By 11 p.m. Friday, bars in the Old Town district of downtown Wichita were packing in customers for a celebration after being closed for two months, The Wichita Eagle reported. Knots of people moved through the streets, hugging friends they met and, in some cases, turning cartwheels.
“It feels like a freaking high school reunion,” said Megan Gilbert, who works in Old Town and for a roofing company. “I’m seeing all of these people that it seems like I haven’t seen in years.”
Bars and clubs in Wichita reopened as the state reported Friday that coronavirus cases had surpassed 9,200. Johns Hopkins University on Saturday reported more than 9,600 cases, with 215 COVID-19-related deaths.
Kelly this week converted her directives for a phased reopening of the state’s economy into recommendations for local officials to follow. Her reopening plan would have kept bars and nightclubs closed over the weekend.
The Democratic governor had been under pressure for weeks from the Republican-controlled Legislature to reopen the economy more quickly. She had planned to keep some restrictions in place until June 23, but ceded the power to set the rules to county officials after vetoing GOP legislation that would have curbed the state’s power to direct the pandemic response.
After the governor’s action, the Sedgwick County Commission decided not to enact any binding rules on businesses, allow Wichita bars and night clubs to reopen.
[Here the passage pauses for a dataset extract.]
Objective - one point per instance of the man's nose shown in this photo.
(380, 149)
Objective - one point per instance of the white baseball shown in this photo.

Dr. Lee Norman, the state’s health secretary, called bars and clubs “inherently dangerous” and suggested that people stay away. Several popular Old Town night spots remained closed, some out of concern for the coronavirus and others working to hire and train new staff to replace workers who aren’t coming back after being laid off for two months.
Bars put out fewer tables in an effort to keep at least 6 feet of separation between groups of customers, but most patrons weren’t social distancing. They stood in the spaces between tables and danced in clusters on the dance floor. The only masks to be seen were worn by some servers.
Across the county line in Sumner County, hundreds of people tried their luck at the state-owned Kansas Star Casino.
It was far from capacity but a large enough turnout to surprise 70-year-old Janis Jackson, of Wichita, who was there with her husband to celebrate his birthday.
It was her first leisure excursion since the pandemic hit in March. Slot machines were open on the ends of rows to maintain social distancing.
About a quarter of the casino’s patrons, including Jackson, wore protective masks. She also said hand sanitizer in her purse kept her feeling safer.
“I can’t live in fear,” she said. “I just try to be cautious.”